Utjecaj mikro i nano plastike na glikozilaciju u modelima tumora

Micro and nano-plastics (MNPs) is continuing to be an emerging environmental contaminant of the eco system. Among them, omnipresent polystyrene (PS) particles are particularly widespread and represent a growing concern due to evidence of their negative impact on living organisms. N-linked glycosylation and its alterations play a central role in cellular homeostasis and are connected to dysregulated malignant transformation. New studies are showing that dysregulated biosynthesis of N-glycans and aberrant glycans in general are a key connection to cell metastatic potential, immune invasion and tumor growth, given that MNPs directly or indirectly affect glycosylation machinery, glycosyltransferase activity, nucleotide-sugar availability, and endoplasmic reticulum or Golgi apparatus function. This thesis implies both in vivo and in vitro approach to investigate the impact of micro and nano-plastics and PS particles on N-glycosylation patterns in cancer models. In vivo experimental models enable studying of systematic effects, modulation of serum and immunoglobulin G glycosylation patterns, while in vitro models, using tumorigenic and non-tumorigenic prostate cell lines, allow the insight to cellular response which are dependent on glycan synthesis and processing in general. Mentioned approach assess systematic and cellular-level effects involved in cell signaling, immune recognition and tumor development and progression.
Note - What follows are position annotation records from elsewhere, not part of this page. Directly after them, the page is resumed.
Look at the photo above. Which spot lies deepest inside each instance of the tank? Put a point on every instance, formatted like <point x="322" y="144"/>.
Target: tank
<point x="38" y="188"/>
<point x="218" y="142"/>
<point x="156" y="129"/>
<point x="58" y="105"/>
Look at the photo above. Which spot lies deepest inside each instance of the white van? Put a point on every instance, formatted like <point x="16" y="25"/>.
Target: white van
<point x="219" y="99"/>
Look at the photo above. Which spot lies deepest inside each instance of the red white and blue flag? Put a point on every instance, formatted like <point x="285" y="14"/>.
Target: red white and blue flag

Understanding how MNPs affect the process of glycosylation biosynthesis and its pathways, may reveal the mechanism by which toxicological environmental pollutants influence cancer development. Mentioned insights can improve the importance of glycan biomarkers, development of personalized medicine and treatment, with all to address the risk assessment for regulatory measures of chronic microplastic exposure and its part in cancer development.